Krishna and the Art of Bicycle Maintenance

- Table of Contents -
Chapter 1 - Chapter 2 - Chapter 3
Chapter 4 - Chapter 5 - Chapter 6
Conclusion

- Chapter Three -


What Would Jesus Do?

In the early seventies, another school year and the promise of a new season brought to Saratoga Springs a beehive of activity, with many new faces appearing on the streets for the very first time. This was a few years before I became a member of the International Society for Krishna Consciousness.

Sperry’s had just opened with the look of the fifties; Davis had recently become the new owner of Saratoga Traders and for live music the best was found every Wednesday night at Skidmore’s new basement coffeehouse: Lively Lucy’s.

Of course, certain things about Saratoga were perfect, just as they were, and especially for an early morning breakfast it was hard to beat the potatoes being served over at the Four Sons’ Cafe. Somewhere in the midst of all of this, my friend, David O’Neill, introduced me to Peter and his girlfriend.
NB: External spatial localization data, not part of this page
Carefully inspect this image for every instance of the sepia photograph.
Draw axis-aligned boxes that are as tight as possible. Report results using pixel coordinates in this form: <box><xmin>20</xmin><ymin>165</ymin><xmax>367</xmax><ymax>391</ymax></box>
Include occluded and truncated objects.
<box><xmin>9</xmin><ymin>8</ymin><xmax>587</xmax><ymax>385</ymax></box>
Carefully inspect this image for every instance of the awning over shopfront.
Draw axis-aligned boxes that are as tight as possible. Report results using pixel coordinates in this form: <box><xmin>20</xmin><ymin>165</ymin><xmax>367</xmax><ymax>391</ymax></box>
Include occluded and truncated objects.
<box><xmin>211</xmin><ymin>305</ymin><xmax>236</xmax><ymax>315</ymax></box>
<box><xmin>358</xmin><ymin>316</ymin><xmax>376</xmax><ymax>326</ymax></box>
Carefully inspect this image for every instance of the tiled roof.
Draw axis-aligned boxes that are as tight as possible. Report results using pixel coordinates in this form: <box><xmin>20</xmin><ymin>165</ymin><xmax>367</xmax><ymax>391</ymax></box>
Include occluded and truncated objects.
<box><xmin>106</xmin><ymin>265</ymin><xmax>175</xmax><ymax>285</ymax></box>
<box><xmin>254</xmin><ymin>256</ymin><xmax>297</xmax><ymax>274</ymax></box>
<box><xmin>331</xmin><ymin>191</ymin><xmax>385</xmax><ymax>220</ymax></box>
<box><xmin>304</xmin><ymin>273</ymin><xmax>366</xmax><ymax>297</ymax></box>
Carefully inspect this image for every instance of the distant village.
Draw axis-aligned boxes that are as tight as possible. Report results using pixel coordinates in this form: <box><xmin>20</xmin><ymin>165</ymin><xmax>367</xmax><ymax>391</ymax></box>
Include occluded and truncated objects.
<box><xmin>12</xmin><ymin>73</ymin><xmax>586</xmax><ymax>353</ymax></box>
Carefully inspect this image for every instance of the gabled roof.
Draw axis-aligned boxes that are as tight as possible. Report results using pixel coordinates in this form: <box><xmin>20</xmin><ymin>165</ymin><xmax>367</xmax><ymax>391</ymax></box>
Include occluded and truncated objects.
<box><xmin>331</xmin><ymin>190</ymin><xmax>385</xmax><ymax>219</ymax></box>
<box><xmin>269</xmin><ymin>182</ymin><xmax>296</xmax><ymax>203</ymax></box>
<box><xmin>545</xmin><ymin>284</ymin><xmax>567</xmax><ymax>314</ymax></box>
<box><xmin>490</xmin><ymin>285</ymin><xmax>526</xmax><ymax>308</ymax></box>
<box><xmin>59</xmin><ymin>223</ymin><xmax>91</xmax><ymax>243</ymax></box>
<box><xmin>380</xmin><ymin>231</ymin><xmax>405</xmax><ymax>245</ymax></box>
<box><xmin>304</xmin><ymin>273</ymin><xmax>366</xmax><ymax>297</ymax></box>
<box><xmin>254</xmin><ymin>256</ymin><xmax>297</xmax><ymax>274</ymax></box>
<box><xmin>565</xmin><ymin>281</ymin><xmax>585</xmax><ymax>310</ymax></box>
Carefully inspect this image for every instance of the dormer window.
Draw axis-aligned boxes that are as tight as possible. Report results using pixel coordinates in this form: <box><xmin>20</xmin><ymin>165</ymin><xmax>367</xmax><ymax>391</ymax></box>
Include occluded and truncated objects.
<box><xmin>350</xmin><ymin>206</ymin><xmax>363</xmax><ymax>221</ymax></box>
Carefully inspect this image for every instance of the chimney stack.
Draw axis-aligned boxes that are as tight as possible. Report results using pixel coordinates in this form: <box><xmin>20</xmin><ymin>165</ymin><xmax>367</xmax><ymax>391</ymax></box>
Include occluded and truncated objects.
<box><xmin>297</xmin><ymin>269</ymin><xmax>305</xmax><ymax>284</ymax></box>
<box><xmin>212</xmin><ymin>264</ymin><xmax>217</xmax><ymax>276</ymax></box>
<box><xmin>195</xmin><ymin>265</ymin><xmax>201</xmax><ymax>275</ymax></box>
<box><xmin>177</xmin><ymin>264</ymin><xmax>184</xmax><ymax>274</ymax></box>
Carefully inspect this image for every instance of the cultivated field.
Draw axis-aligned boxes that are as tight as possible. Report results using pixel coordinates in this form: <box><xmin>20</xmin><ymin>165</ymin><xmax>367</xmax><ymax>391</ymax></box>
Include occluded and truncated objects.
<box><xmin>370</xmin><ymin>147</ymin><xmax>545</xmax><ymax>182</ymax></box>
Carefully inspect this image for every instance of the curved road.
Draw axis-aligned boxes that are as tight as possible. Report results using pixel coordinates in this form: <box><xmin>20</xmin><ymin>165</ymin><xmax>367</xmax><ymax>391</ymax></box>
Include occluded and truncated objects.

Late one afternoon we all took a short drive toward Wilton to look at a small cabin that Peter said I could live in.

At the time, I still owned the 1959 four-wheel drive, GMC panel truck that I had bought while I was in the Air Force and seeing how David’s friends mentioned that the road leading up to the cabin would be quite rough, I volunteered to drive. But a few months later after the owners of the property had asked me to be their caretaker, I decided that a recent offer to buy my GMC was just too good to pass up. Without hesitating, I sold it. Now that I was going to be living rent free and my utilities cut to zero, getting rid of this last big expense seemed like the right thing to do. It was always an invigorating experience walking to the cabin, especially in the dead of winter when I’d have to strap on my cross-country skis. Even so, nothing ever compared to the ebullience I felt when we all drove up on that first visit.

Including the two hundred acres that went along with the cabin, this location was much more isolated than the little house I found in Fischer, many years later. Instead of stone, this cabin had been built entirely out of logs—probably right after the turn of the century by some unknown Adirondack recluse. I remember when I first saw it I could hardly believe that something so beautiful and so old could still exist, and yet be completely abandoned. Inside and out everything had the unmistakable appearance of having withstood both the test of time and the ravages of man—a little forgotten cabin perched on top of a pine covered knoll, simply waiting for someone like me to come along and take care of it. When discovering something as incredible as this, one’s euphoria is boundless and every moment ecstatic.